En l’espèce, les faits ne prêtaient guère à discussion. Le malaise est survenu le 24 décembre 2021 à 5h36, alors que les horaires de travail de la salariée s’étendaient de 4h à 9h45. La cour constate qu’« il apparaît donc incontestable que le malaise subi le 24 décembre 2021 constitue un fait accidentel soudain, survenu au temps et au lieu du travail et ayant occasionné une lésion ».
La présomption trouvait donc à s’appliquer, reportant sur l’employeur la charge de prouver une cause totalement étrangère au travail.

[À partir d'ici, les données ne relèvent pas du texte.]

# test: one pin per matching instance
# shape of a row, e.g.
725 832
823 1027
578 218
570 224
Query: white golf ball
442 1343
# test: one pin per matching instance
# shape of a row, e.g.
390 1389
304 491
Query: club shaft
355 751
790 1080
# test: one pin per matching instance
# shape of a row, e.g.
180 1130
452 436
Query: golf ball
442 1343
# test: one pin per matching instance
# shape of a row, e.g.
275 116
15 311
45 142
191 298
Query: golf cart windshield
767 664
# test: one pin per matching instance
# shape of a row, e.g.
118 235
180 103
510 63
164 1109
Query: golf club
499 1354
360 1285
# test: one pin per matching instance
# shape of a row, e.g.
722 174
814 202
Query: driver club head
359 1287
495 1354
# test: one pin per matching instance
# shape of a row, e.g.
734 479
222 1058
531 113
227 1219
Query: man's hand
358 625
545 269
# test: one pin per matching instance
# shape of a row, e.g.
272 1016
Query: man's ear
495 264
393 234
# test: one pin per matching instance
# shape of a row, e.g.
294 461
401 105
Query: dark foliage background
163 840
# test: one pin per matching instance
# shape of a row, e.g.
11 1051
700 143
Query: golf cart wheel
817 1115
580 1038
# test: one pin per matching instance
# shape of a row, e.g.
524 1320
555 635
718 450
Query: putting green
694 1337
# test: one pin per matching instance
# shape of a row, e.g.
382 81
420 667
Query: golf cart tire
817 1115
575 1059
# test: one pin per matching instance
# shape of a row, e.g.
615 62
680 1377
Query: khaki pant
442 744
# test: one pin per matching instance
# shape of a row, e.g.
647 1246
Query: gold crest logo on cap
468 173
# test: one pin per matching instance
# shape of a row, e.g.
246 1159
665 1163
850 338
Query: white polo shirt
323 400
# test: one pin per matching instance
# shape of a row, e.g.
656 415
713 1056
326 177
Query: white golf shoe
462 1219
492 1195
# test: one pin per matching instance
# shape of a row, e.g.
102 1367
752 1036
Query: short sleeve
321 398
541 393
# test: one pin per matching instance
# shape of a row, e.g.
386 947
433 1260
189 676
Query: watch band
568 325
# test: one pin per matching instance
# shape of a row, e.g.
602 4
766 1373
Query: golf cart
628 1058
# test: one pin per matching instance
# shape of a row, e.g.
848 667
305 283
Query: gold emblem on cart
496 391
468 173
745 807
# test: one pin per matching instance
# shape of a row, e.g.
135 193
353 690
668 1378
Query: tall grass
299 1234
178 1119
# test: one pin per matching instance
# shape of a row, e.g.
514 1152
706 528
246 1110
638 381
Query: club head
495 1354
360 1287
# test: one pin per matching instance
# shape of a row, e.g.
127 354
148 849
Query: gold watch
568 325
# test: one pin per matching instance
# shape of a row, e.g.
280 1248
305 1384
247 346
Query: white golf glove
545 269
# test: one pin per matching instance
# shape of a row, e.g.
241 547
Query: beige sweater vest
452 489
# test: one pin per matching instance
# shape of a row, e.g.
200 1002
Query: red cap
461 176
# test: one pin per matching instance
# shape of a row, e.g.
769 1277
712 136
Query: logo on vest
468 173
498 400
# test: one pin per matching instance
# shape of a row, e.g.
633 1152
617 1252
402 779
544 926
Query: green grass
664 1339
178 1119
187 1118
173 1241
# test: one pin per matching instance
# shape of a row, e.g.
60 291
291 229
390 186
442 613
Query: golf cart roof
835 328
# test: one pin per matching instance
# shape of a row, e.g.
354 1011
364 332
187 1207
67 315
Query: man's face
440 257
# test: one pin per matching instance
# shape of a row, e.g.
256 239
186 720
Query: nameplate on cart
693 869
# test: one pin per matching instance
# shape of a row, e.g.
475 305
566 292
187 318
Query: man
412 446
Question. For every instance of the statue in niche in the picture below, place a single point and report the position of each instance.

B. L’échec du renversement de la présomption
L’employeur s’appuyait principalement sur une consultation médicale établie par un cardiologue à sa demande. Ce praticien indiquait que « la prise en charge en accident du travail est discutable chez une personne présentant des lésions coronaires multiples et un terrain tabagique » et évoquait la possibilité d’un état antérieur ou d’une complication liée au geste chirurgical.
La cour écarte ces éléments avec fermeté. Elle relève qu’« aucun élément médical probant n’est amené dans ces déclarations, qui ne revêtent qu’un caractère général et hypothétique, confirmé par l’emploi du conditionnel ». L’attestation ne fournit aucune donnée médicale attestant effectivement de l’existence d’un état antérieur. Elle se contente d’évoquer des hypothèses sans les étayer.
Cette appréciation s’inscrit dans une ligne jurisprudentielle exigeante. Le renversement de la présomption suppose d’établir positivement que la lésion trouve son origine exclusive dans une cause étrangère au travail. Des suppositions ou des possibilités théoriques ne suffisent pas. L’employeur doit produire des éléments médicaux circonstanciés démontrant que l’état de santé du salarié explique à lui seul la survenance de l’accident.
La cour rejette également la demande d’expertise médicale sollicitée par l’employeur. Elle rappelle que cette mesure « ne peut pallier la carence d’une partie dans l’administration de la preuve » et constate que l’employeur n’apporte aucun élément susceptible de justifier une telle mesure. Le certificat du cardiologue traitant établit sans ambiguïté le lien entre le malaise initial et le décès.
Cet arrêt illustre la rigueur probatoire qui pèse sur l’employeur contestant le caractère professionnel d’un accident. La présomption d’imputabilité constitue une protection efficace du salarié, que seuls des éléments médicaux précis et circonstanciés peuvent renverser. Les considérations générales sur les facteurs de risque ou les aléas chirurgicaux demeurent insuffisantes.